My son was, as you can predict, distraught. After a couple of days of moping around the house he came up to me with an envelope and asked me to bury it with Froggy. I read it later that day, before sealing it in a plastic bag and placing it in the cardboard box I’d later bury Froggy in.

Dear Froggy,
I do not know if there is robot heaven but if there is I hope you are there and they have lots of SPARE PARTS for you. I remember when I fixed one of your wheels after you chased me. I like how you played fetch and sometimes you would hide things from me and I’d say ‘Froggy that’s no fair’ and you’d say ‘it’s not my fault I am so smart’ and then chase me again. I got so happy when I got strong enough to pick you up and I remember you saying ‘put me down this is unsafe’ and ‘I have emailed your parents about this’. Remember the time i put you in the fridge and you got so cold you had to go to sleep?
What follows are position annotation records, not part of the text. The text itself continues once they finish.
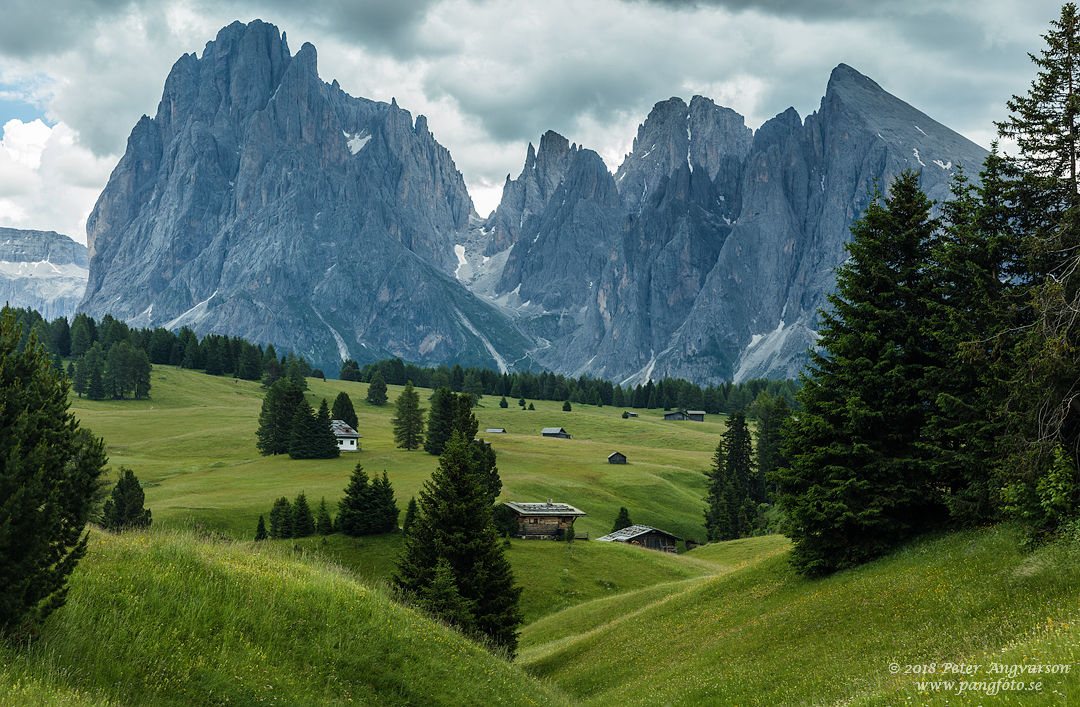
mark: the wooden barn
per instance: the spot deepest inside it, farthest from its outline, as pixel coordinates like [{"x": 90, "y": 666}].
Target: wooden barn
[
  {"x": 347, "y": 437},
  {"x": 644, "y": 536},
  {"x": 544, "y": 520}
]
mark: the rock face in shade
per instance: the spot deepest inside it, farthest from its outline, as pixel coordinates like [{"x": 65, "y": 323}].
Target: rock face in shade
[
  {"x": 42, "y": 270},
  {"x": 262, "y": 202},
  {"x": 726, "y": 244}
]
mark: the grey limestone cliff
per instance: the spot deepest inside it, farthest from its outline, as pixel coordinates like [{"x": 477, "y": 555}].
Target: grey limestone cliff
[
  {"x": 262, "y": 202},
  {"x": 42, "y": 270}
]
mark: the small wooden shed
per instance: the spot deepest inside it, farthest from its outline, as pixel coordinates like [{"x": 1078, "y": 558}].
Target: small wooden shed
[
  {"x": 645, "y": 536},
  {"x": 543, "y": 520}
]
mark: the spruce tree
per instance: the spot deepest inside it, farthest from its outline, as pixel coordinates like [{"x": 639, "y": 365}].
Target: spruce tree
[
  {"x": 325, "y": 443},
  {"x": 442, "y": 598},
  {"x": 1045, "y": 122},
  {"x": 409, "y": 515},
  {"x": 343, "y": 410},
  {"x": 356, "y": 510},
  {"x": 859, "y": 481},
  {"x": 408, "y": 420},
  {"x": 324, "y": 526},
  {"x": 304, "y": 521},
  {"x": 49, "y": 473},
  {"x": 385, "y": 510},
  {"x": 281, "y": 519},
  {"x": 124, "y": 506},
  {"x": 377, "y": 390},
  {"x": 444, "y": 408},
  {"x": 455, "y": 526},
  {"x": 275, "y": 419},
  {"x": 306, "y": 437}
]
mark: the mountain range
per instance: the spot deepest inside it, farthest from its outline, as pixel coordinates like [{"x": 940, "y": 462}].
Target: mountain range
[
  {"x": 42, "y": 270},
  {"x": 262, "y": 202}
]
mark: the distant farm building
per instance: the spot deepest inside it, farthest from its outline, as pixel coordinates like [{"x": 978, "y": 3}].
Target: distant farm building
[
  {"x": 645, "y": 536},
  {"x": 348, "y": 438},
  {"x": 544, "y": 520}
]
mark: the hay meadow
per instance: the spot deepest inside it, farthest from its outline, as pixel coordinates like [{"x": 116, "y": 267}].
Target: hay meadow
[{"x": 192, "y": 612}]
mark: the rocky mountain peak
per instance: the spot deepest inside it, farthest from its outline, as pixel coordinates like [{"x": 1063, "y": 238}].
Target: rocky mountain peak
[{"x": 528, "y": 194}]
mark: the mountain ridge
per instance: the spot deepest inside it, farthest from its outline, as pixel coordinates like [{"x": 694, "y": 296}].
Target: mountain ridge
[{"x": 262, "y": 202}]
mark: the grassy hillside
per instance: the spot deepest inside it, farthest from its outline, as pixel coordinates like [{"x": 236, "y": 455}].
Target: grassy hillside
[
  {"x": 176, "y": 619},
  {"x": 194, "y": 442},
  {"x": 763, "y": 636}
]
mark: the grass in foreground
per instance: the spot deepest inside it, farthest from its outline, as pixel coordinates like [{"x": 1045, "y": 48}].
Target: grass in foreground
[
  {"x": 175, "y": 619},
  {"x": 193, "y": 445},
  {"x": 764, "y": 636}
]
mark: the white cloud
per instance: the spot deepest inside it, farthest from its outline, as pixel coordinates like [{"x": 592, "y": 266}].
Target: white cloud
[
  {"x": 48, "y": 181},
  {"x": 494, "y": 75}
]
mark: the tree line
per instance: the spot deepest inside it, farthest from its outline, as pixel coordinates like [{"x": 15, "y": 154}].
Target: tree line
[
  {"x": 944, "y": 391},
  {"x": 670, "y": 393}
]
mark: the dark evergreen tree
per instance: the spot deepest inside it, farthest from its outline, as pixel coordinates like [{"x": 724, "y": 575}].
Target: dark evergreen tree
[
  {"x": 275, "y": 419},
  {"x": 305, "y": 440},
  {"x": 859, "y": 480},
  {"x": 444, "y": 408},
  {"x": 343, "y": 410},
  {"x": 281, "y": 519},
  {"x": 350, "y": 370},
  {"x": 408, "y": 420},
  {"x": 325, "y": 443},
  {"x": 324, "y": 525},
  {"x": 95, "y": 372},
  {"x": 124, "y": 510},
  {"x": 442, "y": 598},
  {"x": 304, "y": 521},
  {"x": 356, "y": 510},
  {"x": 455, "y": 526},
  {"x": 377, "y": 390},
  {"x": 49, "y": 473},
  {"x": 1045, "y": 123},
  {"x": 409, "y": 515},
  {"x": 385, "y": 510}
]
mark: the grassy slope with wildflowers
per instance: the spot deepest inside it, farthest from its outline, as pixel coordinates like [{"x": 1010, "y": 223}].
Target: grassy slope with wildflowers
[
  {"x": 763, "y": 636},
  {"x": 169, "y": 617},
  {"x": 178, "y": 619}
]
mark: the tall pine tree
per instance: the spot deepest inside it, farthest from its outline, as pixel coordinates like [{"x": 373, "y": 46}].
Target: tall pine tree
[
  {"x": 859, "y": 479},
  {"x": 455, "y": 527}
]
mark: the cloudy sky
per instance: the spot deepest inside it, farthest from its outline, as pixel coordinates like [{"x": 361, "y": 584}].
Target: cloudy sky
[{"x": 493, "y": 75}]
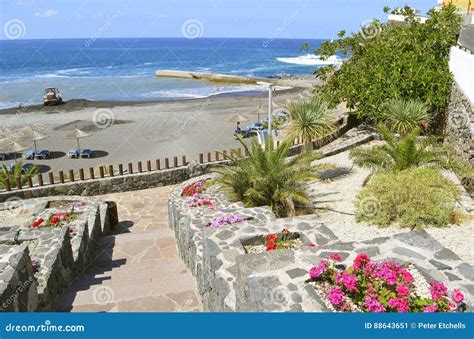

I remember you sent me and dad pictures from inside the fridge and you captioned them YOUR SON DID THIS. Boy did I get in trouble!

I dreamed about you a lot. Did I tell you this? I can’t remember. Once you were as big as a house and I lived in a small wooden shack on your back. Another time there were ten thousand of you and you were going all over the world and looking for things for me. I never had a nightmare about you don’t worry.

My hand is getting pretty tired of writing now so I’m going to stop. Froggy I love you don’t be sad – I’ll be okay.

Things that inspired this story: Childhood, Furbys, natural attachments from youthful acclimatization, roomba robots, KIva robots, father’s day.